From: Eric Wong <e@80x24.org>
To: meta@public-inbox.org
Subject: [PATCH 2/4] miscidx: index inbox min/max article numbers
Date: Wed, 3 Aug 2022 20:03:55 +0000 [thread overview]
Message-ID: <20220803200357.1322670-3-e@80x24.org> (raw)

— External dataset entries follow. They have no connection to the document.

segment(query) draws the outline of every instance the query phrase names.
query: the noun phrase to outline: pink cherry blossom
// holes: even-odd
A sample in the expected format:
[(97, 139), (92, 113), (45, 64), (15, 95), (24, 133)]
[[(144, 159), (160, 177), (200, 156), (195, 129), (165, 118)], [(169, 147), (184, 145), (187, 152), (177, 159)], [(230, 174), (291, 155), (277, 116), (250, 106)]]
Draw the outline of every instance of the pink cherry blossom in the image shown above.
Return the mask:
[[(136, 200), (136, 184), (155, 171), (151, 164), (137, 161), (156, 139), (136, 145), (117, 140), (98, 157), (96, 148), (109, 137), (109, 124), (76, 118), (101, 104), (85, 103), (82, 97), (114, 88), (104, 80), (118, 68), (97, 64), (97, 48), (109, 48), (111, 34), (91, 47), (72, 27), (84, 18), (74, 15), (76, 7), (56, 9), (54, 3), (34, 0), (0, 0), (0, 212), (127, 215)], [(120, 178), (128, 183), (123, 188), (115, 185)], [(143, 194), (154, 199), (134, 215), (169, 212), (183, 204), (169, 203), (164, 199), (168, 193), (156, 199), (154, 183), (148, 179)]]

In-Reply-To: <20220803200357.1322670-1-e@80x24.org>
This will be used to speed up NNTP group listings and IMAP startup
with thousands of inboxes.
---
lib/PublicInbox/Inbox.pm | 10 ++++++++++
lib/PublicInbox/MiscIdx.pm | 8 ++++++--
lib/PublicInbox/MiscSearch.pm | 21 ++++++++++++---------
lib/PublicInbox/Msgmap.pm | 12 ++++++++----
lib/PublicInbox/Search.pm | 3 ++-
5 files changed, 38 insertions(+), 16 deletions(-)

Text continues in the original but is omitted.